Confession


Every now and then I ponder life and all the events that occur within the short time span of our presence. Needless to say I constantly come to the conclusion that life is hard. Very hard, in very different ways for everyone.

Take me for example, for some strange reason I most of the time care more about the wants and needs of others than those of my own. As a result I mostly give in to others. With as a logical result that I often feel miserable.
It is only since a short while that I came to realize this because (and this really is the irony of it all) some of the people around me pointed me out this fact.

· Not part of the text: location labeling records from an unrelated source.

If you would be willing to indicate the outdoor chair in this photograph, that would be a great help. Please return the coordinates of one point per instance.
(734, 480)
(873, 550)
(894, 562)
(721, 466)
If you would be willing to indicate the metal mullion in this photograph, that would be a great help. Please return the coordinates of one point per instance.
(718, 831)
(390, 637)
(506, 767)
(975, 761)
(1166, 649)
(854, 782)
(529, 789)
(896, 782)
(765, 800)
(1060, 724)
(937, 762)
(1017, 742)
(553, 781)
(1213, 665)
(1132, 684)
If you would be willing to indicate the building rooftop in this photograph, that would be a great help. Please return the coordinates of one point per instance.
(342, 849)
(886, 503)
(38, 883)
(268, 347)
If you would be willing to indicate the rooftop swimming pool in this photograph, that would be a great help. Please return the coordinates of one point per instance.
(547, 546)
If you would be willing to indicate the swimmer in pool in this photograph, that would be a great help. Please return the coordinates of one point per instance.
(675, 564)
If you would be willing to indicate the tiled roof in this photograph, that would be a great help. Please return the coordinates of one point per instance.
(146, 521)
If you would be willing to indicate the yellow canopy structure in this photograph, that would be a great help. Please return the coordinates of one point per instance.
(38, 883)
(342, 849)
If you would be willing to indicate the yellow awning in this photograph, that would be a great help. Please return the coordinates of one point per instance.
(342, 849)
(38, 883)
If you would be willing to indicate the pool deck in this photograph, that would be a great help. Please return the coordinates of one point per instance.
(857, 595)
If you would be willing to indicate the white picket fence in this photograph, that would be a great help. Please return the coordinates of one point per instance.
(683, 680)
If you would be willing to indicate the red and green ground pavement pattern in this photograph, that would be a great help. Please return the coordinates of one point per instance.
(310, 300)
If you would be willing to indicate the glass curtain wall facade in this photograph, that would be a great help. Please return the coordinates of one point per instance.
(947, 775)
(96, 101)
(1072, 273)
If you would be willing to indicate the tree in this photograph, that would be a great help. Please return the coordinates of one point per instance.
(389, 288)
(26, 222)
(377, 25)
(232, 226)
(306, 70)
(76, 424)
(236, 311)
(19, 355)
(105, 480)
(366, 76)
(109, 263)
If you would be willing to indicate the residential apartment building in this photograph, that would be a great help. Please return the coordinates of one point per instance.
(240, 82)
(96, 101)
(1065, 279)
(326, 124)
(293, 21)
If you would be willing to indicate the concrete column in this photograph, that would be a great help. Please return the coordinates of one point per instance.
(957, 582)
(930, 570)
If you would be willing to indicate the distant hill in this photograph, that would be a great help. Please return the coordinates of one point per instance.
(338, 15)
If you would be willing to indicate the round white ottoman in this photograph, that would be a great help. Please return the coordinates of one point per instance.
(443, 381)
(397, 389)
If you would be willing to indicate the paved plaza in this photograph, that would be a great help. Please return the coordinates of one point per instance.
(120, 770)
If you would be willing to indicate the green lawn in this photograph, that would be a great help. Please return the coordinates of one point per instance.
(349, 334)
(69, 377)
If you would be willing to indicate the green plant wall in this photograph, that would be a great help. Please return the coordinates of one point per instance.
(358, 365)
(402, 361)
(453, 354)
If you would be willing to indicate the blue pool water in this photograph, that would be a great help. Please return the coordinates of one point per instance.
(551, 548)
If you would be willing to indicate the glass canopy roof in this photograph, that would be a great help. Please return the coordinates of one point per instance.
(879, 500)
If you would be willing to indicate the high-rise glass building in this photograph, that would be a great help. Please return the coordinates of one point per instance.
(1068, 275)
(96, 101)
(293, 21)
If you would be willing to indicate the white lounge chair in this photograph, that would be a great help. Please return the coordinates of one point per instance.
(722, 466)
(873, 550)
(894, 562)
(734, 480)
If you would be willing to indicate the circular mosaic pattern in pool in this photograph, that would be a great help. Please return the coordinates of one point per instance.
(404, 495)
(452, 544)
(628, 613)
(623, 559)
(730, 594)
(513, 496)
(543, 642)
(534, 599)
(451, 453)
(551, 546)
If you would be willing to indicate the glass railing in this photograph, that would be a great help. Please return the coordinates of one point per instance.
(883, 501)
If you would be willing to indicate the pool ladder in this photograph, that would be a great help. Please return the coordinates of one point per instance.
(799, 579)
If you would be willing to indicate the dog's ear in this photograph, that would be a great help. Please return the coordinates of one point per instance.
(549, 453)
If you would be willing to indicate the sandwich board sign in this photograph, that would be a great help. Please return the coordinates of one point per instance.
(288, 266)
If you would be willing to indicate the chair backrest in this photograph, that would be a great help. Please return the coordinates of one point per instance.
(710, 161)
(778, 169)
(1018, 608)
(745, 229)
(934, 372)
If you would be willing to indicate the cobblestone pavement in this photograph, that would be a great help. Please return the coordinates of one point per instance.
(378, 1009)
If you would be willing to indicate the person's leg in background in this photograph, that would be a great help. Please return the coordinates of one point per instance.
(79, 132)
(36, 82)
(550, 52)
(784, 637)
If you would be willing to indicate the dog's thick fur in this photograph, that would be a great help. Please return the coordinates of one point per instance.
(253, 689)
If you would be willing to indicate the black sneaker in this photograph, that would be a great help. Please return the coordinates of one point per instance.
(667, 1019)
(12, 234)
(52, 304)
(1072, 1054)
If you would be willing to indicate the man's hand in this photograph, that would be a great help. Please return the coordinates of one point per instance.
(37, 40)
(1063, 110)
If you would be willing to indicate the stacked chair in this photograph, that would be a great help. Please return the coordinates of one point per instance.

There were some events in my life when I let people down. People that I really cared for. And I guess that is the main reason why I do these things. I simply afraid to hurt others and maybe even more that they will get angry with me.
Truth being said, that’s kinda hard. Specially when I’m around people that I do not know all that well. I try to mind my words and most of the time also opinion. Which results in the fact that I’m being someone else that I actually am sometimes.

There is a bright spot however. I have a few, I may say, caring friends. Who are willing to listen to my, sometimes, idiotic, neverending flow of depressed stories.
They do this without ever giving up on me, which is truthfully, amazing.

Because of this, hereby a word of thank to all of those who haven’t given up on me, listened to me and care for me. And Thank “you” for taking the time of wasting 10 minutes of your life to read this.

Morale of this story:
Always be yourself, make your own constitution an swear by it, live by it (within the limits of the acceptable ofcourse). Inspire others by it, but do not force them into it. Be truthful and upright.